Posted by Idiot/Savant : 9/09/2005 11:14:00 AM

Icehawk: yes. But where they express concerns about a lack of over-capacity, they talk solely in terms of E3P (the only "old-style" generator currently under construction), and seem to pretend nothing else is being built. And that is simply blindness.

I think they're entirely right on the problems with the market, BTW.

Posted by Idiot/Savant : 9/09/2005 11:36:00 AM

sock,

We agree that I/S is wrong, but you're being unfair to him. He's tackling their ideas, not personally attacking them.

The only ad hominem I see is your claim that if John Noble is involved in the other side of the debate then Idiot must be wrong. That's not a piece of logic that sways me.

Posted by Icehawk : 9/09/2005 12:52:00 PM

And now to both agree and disagree with Sockie:

The problem is that wind supplies are variable. So if you get paid for each kilowatt you generate they're great: but if you want a system under which producers to get sufficient incentives (ie get paid) to guarantee supply then a single wind farm is not so good.

But risk is about probability.

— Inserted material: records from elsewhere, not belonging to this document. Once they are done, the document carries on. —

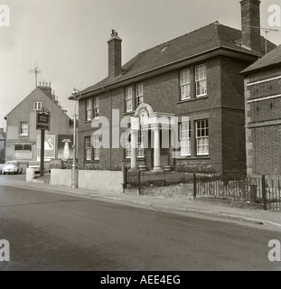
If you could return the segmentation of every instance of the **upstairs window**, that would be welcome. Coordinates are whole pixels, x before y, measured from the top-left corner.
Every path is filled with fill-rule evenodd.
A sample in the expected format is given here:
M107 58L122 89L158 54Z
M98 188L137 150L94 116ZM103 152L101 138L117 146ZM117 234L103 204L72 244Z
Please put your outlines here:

There's a logical leap these 'concerned engieers' are making from "each plant has variable supply" to "so wind power doesn't help guarantee supply". While you do get the odd windless day at the spots they're building the turbines, you're incredibly unlikely to get a windless day across the whole country. To get a true picture of your certainty of supply you'd need to do some fancy modelling looking at correlations in variability across the different generation sites and technologies.

So I think they're overly pessimistic about wind.

OTOH the free market isn't going to do that sort of risk modelling either, unless you had an electricity market much more sophisticated than the one we actually have. So you need some central authority worrying about this.

Posted by Icehawk : 9/09/2005 01:06:00 PM

Icehawk: more importantly, while there's day-to-day variability in the wind, New Zealand is quite lucky to have relative stability - to the extent that our windfarms run at almost the same capacity (actual / potential GWh) as our hydro plants.

There is a problem with short-term variability; the output from a windfarm fluctuates with the wind, and this can be in terms of minutes. But there's already some protection in the grid against this, and longer-term some of it is likely to be solved with microforecasting, which would allow other capacity to be switched in to plug short-term gaps.

Posted by Idiot/Savant : 9/09/2005 01:34:00 PM

energy production needs to grow faster than energy consumption - for one thing, amongst others, we are suposed to be displacing carbon fuel consumption.
More wind farms, more hydro plants (especially huge ones) and so forth all sound good. It is good for our BOP anyway.